The figure shows that allowing a MySQL node to be gracefully taken offline causes throughput to drop to zero at several points, indicating problems with the fail detection mechanism.
What will happen when adding a MySQL node in Group Replication?
Figure 4. Throughput drop of approximately 10 seconds when a node is added.
From the figure, it is evident that the node addition process resulted in a throughput drop of approximately 10 seconds. This indicates that MySQL did not handle the node addition process effectively.
To address these problems in Group Replication, improving the probing mechanism is crucial for enhancing fault detection accuracy. Without this improvement, throughput can be significantly disrupted, making further performance enhancements challenging.
Regarding the probe mechanism, the following improvements have been made.
Ensure Fair Execution for Probe Coroutines
During the processing of large transactions, the Paxos protocol handles substantial writeset data, monopolizing the processing resources of the single-threaded coroutine model.
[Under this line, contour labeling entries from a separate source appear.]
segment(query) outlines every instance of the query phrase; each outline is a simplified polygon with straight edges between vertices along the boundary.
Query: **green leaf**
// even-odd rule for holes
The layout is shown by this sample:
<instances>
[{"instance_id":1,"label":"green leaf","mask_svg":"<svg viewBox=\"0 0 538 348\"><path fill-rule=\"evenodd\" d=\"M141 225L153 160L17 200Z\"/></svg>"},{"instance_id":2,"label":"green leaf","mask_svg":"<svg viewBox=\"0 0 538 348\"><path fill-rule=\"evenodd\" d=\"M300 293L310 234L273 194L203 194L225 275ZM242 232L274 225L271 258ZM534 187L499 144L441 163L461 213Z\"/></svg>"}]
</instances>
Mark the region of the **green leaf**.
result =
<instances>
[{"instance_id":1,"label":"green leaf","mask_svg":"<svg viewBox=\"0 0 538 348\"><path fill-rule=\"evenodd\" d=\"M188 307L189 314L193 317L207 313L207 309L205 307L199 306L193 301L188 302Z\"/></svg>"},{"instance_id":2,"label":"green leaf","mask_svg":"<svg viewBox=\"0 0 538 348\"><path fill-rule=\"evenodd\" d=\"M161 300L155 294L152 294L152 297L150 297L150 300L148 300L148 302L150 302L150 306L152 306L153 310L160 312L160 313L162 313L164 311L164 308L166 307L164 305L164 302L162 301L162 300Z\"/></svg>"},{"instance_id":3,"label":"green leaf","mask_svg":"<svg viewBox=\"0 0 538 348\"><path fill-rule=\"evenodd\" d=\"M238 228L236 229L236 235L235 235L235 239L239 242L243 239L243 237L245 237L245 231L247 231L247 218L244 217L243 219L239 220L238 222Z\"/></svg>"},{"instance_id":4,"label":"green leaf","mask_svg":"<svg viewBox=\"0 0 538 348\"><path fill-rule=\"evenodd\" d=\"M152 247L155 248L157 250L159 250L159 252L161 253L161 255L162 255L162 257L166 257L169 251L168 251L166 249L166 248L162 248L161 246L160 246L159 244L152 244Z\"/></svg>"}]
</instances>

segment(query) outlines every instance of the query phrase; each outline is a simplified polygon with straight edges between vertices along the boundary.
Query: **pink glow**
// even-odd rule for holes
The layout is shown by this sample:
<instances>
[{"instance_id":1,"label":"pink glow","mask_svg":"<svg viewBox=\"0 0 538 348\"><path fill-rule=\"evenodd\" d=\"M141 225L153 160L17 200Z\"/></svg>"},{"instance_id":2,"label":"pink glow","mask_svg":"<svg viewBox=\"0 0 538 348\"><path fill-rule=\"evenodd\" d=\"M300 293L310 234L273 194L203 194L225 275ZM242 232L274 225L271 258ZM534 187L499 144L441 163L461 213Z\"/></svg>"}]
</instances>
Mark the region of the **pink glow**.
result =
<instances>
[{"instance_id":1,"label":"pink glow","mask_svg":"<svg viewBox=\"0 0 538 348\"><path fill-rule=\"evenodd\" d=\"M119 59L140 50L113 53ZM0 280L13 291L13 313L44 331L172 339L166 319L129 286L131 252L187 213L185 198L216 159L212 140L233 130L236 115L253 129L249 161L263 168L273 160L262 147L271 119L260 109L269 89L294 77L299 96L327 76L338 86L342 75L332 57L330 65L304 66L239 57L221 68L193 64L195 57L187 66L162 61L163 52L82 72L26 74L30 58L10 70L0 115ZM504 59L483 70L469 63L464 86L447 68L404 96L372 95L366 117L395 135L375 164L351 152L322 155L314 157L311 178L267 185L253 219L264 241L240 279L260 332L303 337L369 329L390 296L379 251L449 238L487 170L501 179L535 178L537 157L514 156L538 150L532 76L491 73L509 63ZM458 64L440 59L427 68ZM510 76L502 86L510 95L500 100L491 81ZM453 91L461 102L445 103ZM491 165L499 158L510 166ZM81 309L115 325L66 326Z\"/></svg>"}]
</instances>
This leaves limited opportunities for the probe detection coroutine to update critical information. As a result, outdated probe data can lead to incorrect judgments, as observed in section 1.2.5.
To address this, the solution is to amortize data processing by splitting large transactions into multiple stages. This approach ensures that the probe detection coroutine gets more equitable opportunities to execute and update information promptly, enhancing the accuracy of fault detection.
Improved Wakeup Delay Function
Check the wakeup_delay function in MySQL, as shown in the code below:
static double wakeup_delay(double old) {
double const minimum_threshold = 0.1;
#ifdef EXECUTOR_TASK_AGGRESSIVE_NO_OP
double const maximum_threshold = 1.0;
#else
double const maximum_threshold = 20.0;
#endif /* EXECUTOR_TASK_AGGRESSIVE_NO_OP */
double retval = 0.0;
if (0.0 == old) {
double m = median_time();
double const fuzz = 5.0;
IFDBG(D_BUG, FN; NDBG(m, f));
// Guard against unreasonable estimates of median consensus time
if (m <= 0.0) m = minimum_threshold;
if (m > maximum_threshold / fuzz) m = (maximum_threshold / fuzz) / 2.0;
retval = minimum_threshold + fuzz * m + m * xcom_drand48();
} else {
retval = old * 1.4142136; /* Exponential backoff */
}
/* If we exceed maximum, choose a random value in the max/2..max interval */
if (retval > maximum_threshold) {
double const low = maximum_threshold / 2.0;
retval = low + xcom_drand48() * (maximum_threshold - low);
}
IFDBG(D_BUG, FN; NDBG(retval, f));
return retval;
}
From the code, it is evident that the calculated delay time is too rigid. This inflexibility is a key reason for performance fluctuations, as the primary may wait too long after a node exits. To address this, adjusting the relevant constants based on the environment is essential for adapting to complex and variable network conditions.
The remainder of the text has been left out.